Twee dagen na mij viel Jeetje uit het klimrek op het schoolplein. Een spierwit gezichtje met een hele grote pleister op haar kin. Bloed op haar jas. Zo wachtte mijn gevallen kindje mij op in het klaslokaal.
Vallen is verschrikkelijk. Ik herinnerde het me als de dag van eergisteren. Een mens wil niet vallen. Maar een mens valt onherroepelijk. Er is nog nooit iemand het graf ingegaan, zonder ooit te zijn gevallen.

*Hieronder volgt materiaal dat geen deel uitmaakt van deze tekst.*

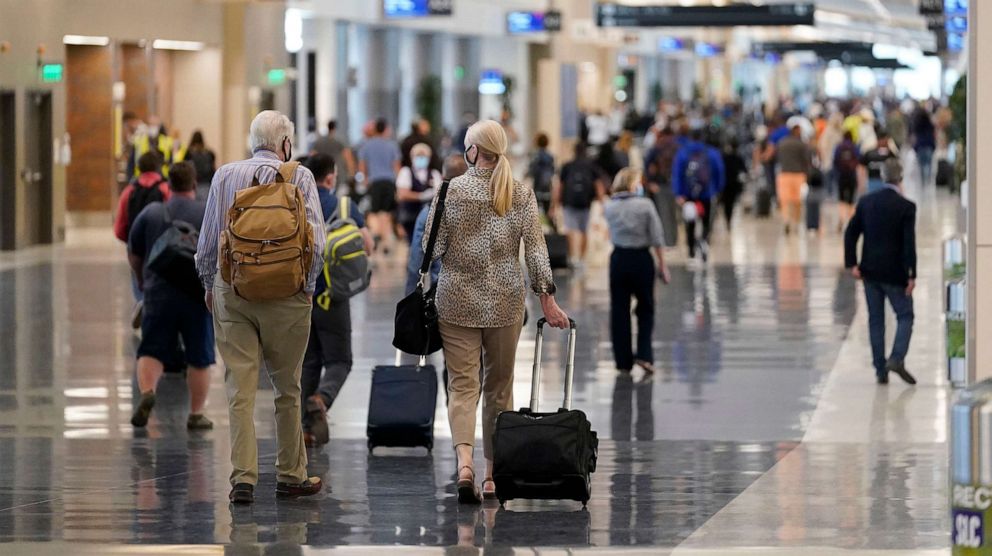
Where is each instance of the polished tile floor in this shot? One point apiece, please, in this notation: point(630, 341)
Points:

Het zijn niet de kneuzingen, schaafwonden en schrammen die het erg maken: het is de vernedering. Het onvoorspelbare. Waar op de wereld kun je nog op vertrouwen, als je blijkbaar kunt vallen. Hoe durf je nog ooit te lopen, te klimmen of wat dan ook te ondernemen: als je het volgende moment plat op de stenen kunt liggen? Terwijl de rest van de wereld toekijkt.
Ik had twee dertienjarige Marokkaanse jongens die stilstonden om me op te rapen. Jeetje had een hele klas erbij staan, en ook wat kinderen uit vreemde klassen, toen ze viel.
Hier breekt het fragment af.